In The Scrapbook’s considered opinion, the essay was written with the customary insight and elegance that has earned Wood his Pulitzer and Bancroft prizes, the National Humanities Medal (from Barack Obama!)—even the enmity of Matt Damon’s character in Good Will Hunting.

The review, for the most part, considers the disconnected essays Bailyn has assembled to define and describe his approach to the challenge of history. But because his narrative technique—in Bailyn’s words, “redirecting [history] from established channels into new directions, unexplored directions, so that what was once vague or altogether unperceived is suddenly flooded with light, and the possibilities of a new way of understanding are suddenly revealed”—is currently out of fashion in the academy, Wood takes the occasion to describe Bailyn’s mastery (“[H]e has transformed every aspect of the subjects he touched—from the social basis of colonial politics to early American educational history to the origins of the American Revolution to early American immigration”) and deplore current trends in the profession.

“It’s as if academics have given up trying to recover an honest picture of the past,” Wood writes, “and have decided that their history-writing should become simply an instrument of moral hand-wringing. .  .  . College students and many historians have become obsessed with inequality and white privilege in American society. And this obsession has seriously affected the writing of American history.”

All of this, of course, should be obvious to any student of the subject, and the consequences of politicizing history are evident for all to see: a growing ignorance about American origins, hostility to learning about them, and the reflexive habit of judging the behavior of people in the distant past by contemporary standards. This has had the effect not only of distorting our understanding of American history, but of alienating students from an appreciation of their country’s rich heritage.

And as if on cue, the Internet seems to have exploded in response. For the next week or two, Twitter accounts and academic blogs were consumed in scholarly rage at Wood’s apostasy, and in terms—“Gordon Wood’s train-wreck of a Weekly Standard article”—that suggest his essay was singularly effective.
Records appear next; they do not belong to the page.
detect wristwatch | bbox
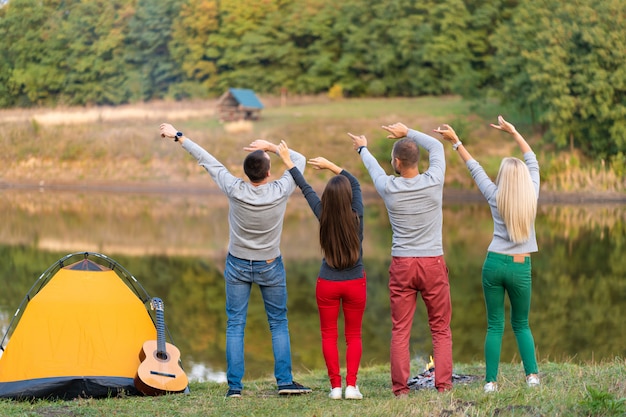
[175,131,183,142]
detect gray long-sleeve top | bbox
[288,167,364,281]
[466,151,540,254]
[360,129,446,257]
[182,138,306,261]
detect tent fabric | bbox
[0,258,157,399]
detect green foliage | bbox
[60,0,137,105]
[169,0,220,96]
[489,0,626,159]
[579,386,626,416]
[124,0,184,101]
[1,0,625,159]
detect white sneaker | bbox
[526,374,540,387]
[345,385,363,400]
[484,382,498,393]
[329,387,342,400]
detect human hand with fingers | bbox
[244,139,277,154]
[308,157,342,174]
[276,140,294,169]
[489,115,517,135]
[381,122,409,139]
[347,132,368,151]
[433,124,460,145]
[160,123,179,140]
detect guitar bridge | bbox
[149,370,177,378]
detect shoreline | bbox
[1,180,624,204]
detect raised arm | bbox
[307,156,342,175]
[347,132,388,186]
[248,139,305,172]
[277,140,295,169]
[382,122,445,181]
[490,115,532,154]
[434,124,474,163]
[159,122,239,193]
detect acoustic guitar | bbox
[135,297,188,395]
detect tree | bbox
[59,0,136,105]
[211,0,298,95]
[490,0,626,159]
[453,0,519,97]
[125,0,184,101]
[0,0,66,106]
[168,0,220,97]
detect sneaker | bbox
[329,387,342,400]
[526,374,540,387]
[344,385,363,400]
[225,388,241,398]
[278,381,312,395]
[484,382,498,393]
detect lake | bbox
[0,187,624,383]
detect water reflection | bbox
[0,188,624,382]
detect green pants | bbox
[482,251,538,382]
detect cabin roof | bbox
[221,88,264,109]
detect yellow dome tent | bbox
[0,252,179,399]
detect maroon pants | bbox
[389,256,453,395]
[316,275,367,388]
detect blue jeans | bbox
[224,253,293,390]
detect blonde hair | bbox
[495,157,537,243]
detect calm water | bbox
[0,187,624,383]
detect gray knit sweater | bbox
[182,138,306,261]
[360,129,446,257]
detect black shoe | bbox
[278,381,312,395]
[225,388,242,398]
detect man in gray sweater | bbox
[160,123,312,398]
[349,123,453,396]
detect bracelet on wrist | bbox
[452,141,462,151]
[357,146,366,154]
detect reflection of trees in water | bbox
[0,194,624,380]
[540,205,625,239]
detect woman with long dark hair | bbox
[278,141,366,400]
[435,116,541,393]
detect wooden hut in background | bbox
[216,88,264,121]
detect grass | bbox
[0,95,623,196]
[0,359,624,416]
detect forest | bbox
[0,0,625,162]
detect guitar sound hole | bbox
[156,352,169,361]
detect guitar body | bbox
[134,298,188,395]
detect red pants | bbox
[316,275,367,388]
[389,256,453,395]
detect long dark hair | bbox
[319,175,360,269]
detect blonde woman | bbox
[435,116,540,393]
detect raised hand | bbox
[433,124,460,144]
[381,122,409,139]
[347,132,368,151]
[276,140,294,169]
[308,157,342,174]
[159,123,178,139]
[244,139,277,153]
[489,115,517,135]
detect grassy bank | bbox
[0,96,623,197]
[1,359,624,416]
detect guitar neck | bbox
[156,308,167,356]
[152,298,167,358]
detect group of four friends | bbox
[159,115,540,399]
To be sure, there were strong political components to the outbursts, and most comments seem to have emanated either from junior faculty members feeling their oats or peripheral campus types (“TheTattooedProf”) well below Wood’s league.

Still, The Scrapbook takes some quiet satisfaction in the spectacle—in the rancorous debates about American history and the lessons of our national past, The Weekly Standard furnished a wise, authoritative voice that needs to be heard. Better yet, if we measure the violence of any response to its cause, Gordon Wood’s reflections on Bernard Bailyn’s achievements may be read for some time to come.